In the third stage, a fine-tuned pre-trained model from the first step is used to initialize a Reinforcement Learning policy as a baseline. A policy simply put, is a probability distribution over all the available actions in a given situation, in this setting, a policy is a Language Model that takes in a prompt and returns the potential output sentence(s) with the available actions being the text embedding vocab. Now, more prompts are sampled from the prompt database and the policy produces the corresponding outputs. Each output is then reviewed by the reward model, which gives a fitting reward to the policy depending on the quality of the output. The objective of the policy is to maximize the rewards it can get from the reward model. This is achieved with the help of the PPO (Proximal Policy Optimization) algorithm, which was developed by OpenAI to help train policies faster. PPO strikes the balance between the time taken for a policy to converge into a solution and the step size, higher step sizes result in faster learning but pose the risk of negative learning (falling off the cliff). Since the solutions with high rewards are the solutions that are most likely to be ranked higher, implicitly, the policy is motivated to mimic human preferences and obey the prompts to the extent they can, which is the goal.
But how is ChatGPT related to InstructGPT?
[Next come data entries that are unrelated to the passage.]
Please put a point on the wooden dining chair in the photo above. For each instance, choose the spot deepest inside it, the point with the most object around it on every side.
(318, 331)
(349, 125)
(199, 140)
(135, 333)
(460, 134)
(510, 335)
Both ChatGPT and InstructGPT share pretty much the same training process, except the human feedback is more conversational-oriented for ChatGPT. That is, human feedback is given in such a way that it is tweaked for conversations.
Limitations
Among minor issues like guessing what the user intended instead of asking for clarity in the question, ChatGPT has some important limitations that need attention. The first of them is False information. ChatGPT is capable of producing false information in the most plausible way, if you don’t know the ground truth for a particular question, then you’re most probably not going to realize that you’ve been given a wrong answer. Next, ChatGPT is talkative! It is very happy to give lengthy answers to even the most basic questions unless you ask it not to give you such long answers. Like other generative models such as Dall-E, ChatGPT is also sensitive to input prompt phrasing and biased behavior.
Our Thoughts
While ChatGPT definitely has the potential to replace jobs, we feel it’s not quite there yet. ChatGPT, as it stands, is not trustworthy. There have been instances where ChatGPT has produced perfectly coherent and plausible answers that are actually wrong! Building trust around an ML model is something that we practice at Attri, we often integrate our blueprints with an Observability platform (censius) that explains and monitors the model’s performance and decisions, helping organizations interpret the models better.
ChatGPT explaining why an Abacus is faster than a GPU!
On the brighter side, while ChatGPT might not give you an output that is a 100% fit to the requirements, it is perfectly capable of giving you a first draft that could be used as a starting point to build on top of. This shoots up productivity which is indeed a positive takeaway. Another noteworthy observation is the effort OpenAI is putting in to make ChatGPT safe for everyone. Since LLMs are trained on large corpuses from the internet it is very easy for the model to learn racial and gender biases, and forbidden knowledge. OpenAI apparently, is constantly working behind the scenes to make models safe for everyone.
While creative people did find a way to bypass these safety measures, because the prompts are constantly monitored, the future iterations of the models can be expected to operate with more caution than they are today.